Commento di Giorgio Mauri: “Il 68 è un fatto di costume di portata enorme, noi viviamo tutt’oggi nel 68.
Ma un fenomeno così vasto e capace di incidere così profondamente nelle menti non può essere isolato, è accompagnato per forza da fenomeni altrettanto potenti nelle altre sfere, economica, religiosa, politica, tecnologica.
Erano stati uccisi J.F.Kennedy, M.L.King, Che Guevara. Fusaro non ha la più pallida idea di cosa significhino quelle morti nell’anima delle persone.
C’erano auto alla portata di tutti, autostrade di proprietà dello stato, imprese che andavano a gonfie vele (frigoriferi ignis first).
C’erano anche i colloqui tra leader russi e americani.
Credo che sia stato il momento di massimo splendore del capitalismo keynesiano unito a un efficace socialismo. Una specie di paradiso terrestre che fece paura ai poteri forti. C’era anche un sentimento autentico di globalizzazione dei popoli, di fraternità totale.

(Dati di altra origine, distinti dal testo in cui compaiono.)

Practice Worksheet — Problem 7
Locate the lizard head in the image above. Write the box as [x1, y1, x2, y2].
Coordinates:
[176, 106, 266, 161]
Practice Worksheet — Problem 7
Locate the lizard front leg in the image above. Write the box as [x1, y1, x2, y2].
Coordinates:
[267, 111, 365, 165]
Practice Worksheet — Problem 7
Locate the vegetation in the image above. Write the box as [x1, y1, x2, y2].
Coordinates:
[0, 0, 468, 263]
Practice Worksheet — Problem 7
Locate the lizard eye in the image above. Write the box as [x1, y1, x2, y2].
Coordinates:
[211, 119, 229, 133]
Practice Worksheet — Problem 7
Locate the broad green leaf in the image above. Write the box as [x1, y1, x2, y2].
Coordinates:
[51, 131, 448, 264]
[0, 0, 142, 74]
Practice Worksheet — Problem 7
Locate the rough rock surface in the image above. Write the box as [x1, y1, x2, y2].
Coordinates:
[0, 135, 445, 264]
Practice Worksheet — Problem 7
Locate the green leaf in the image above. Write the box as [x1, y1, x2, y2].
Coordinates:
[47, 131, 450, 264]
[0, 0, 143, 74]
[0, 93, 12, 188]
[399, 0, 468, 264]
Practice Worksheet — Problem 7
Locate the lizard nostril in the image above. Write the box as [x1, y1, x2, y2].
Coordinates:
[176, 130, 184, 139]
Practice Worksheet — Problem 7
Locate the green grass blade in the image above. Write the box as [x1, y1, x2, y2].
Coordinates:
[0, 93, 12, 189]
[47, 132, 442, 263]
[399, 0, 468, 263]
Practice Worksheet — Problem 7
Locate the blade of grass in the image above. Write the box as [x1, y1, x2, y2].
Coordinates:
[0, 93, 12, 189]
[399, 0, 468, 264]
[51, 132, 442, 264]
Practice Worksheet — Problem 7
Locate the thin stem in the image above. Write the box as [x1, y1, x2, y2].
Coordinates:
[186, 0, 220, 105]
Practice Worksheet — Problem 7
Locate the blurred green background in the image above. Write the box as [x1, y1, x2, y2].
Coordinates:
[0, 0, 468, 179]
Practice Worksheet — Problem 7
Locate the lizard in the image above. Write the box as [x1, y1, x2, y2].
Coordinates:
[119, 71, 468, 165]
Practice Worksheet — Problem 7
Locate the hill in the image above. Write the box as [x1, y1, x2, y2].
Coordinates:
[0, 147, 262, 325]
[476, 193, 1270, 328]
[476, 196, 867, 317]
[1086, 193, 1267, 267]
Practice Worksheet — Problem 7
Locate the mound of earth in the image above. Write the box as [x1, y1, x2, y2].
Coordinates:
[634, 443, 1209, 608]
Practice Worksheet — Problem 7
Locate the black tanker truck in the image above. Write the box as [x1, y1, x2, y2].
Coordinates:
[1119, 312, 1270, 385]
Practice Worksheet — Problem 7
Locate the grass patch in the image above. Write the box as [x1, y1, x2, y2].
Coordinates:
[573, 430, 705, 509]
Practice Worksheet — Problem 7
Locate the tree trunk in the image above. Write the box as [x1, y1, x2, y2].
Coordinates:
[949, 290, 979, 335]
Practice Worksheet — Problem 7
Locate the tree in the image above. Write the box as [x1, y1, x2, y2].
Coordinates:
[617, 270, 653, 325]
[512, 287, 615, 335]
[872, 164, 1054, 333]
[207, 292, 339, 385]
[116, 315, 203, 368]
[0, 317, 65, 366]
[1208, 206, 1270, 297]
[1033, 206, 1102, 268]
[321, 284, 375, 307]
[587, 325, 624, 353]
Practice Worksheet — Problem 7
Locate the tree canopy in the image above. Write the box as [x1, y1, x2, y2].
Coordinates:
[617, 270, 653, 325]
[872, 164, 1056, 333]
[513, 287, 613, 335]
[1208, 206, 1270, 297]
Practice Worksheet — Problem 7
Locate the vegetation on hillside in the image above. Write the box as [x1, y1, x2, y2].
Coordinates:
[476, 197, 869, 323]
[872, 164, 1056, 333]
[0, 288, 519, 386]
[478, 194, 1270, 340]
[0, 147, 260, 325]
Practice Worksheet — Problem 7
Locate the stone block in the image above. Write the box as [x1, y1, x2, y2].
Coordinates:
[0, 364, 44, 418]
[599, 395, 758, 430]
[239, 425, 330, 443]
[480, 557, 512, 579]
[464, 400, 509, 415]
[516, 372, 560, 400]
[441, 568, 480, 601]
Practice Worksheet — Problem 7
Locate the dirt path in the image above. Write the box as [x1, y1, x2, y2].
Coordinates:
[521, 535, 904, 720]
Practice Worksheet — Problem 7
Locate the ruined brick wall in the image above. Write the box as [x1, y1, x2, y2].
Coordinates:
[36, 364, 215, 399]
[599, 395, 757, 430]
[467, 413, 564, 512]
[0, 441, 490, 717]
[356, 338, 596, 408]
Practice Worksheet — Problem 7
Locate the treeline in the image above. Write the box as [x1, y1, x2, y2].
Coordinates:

Tutto questo fece paura ai potenti che reagirono molto violentemente. Attentati con cui spaventare i popoli (strategia della tensione), e iniziativa per irretire tutto l’occidente consistente in Fiat Money e Trilateral (1974).
Il Bildergerg non contava nulla, era un salotto per conti e contesse.
La trilateral, invece, agì da subito, e in sette anni ci tolse banca d’italia, gettandoci nel vortice del debito.
Il 68 resta un sogno ad occhi aperti, beati quelli che lo hanno vissuto. Fu insuperabile.”

Commento di Nuccia Signorino Bossio: “Caro Vincenzo la tua analisi è pregevole perché rispecchia oggettivamente il come si era e come si è oggi. Condivido… il ‘68 fu un movimento spontaneo e venne poi ‘istituzionalizzato ” e rivisitato nelle modalità che venivano più comode e dai soliti pennaioli al servizio di questo è di quello…”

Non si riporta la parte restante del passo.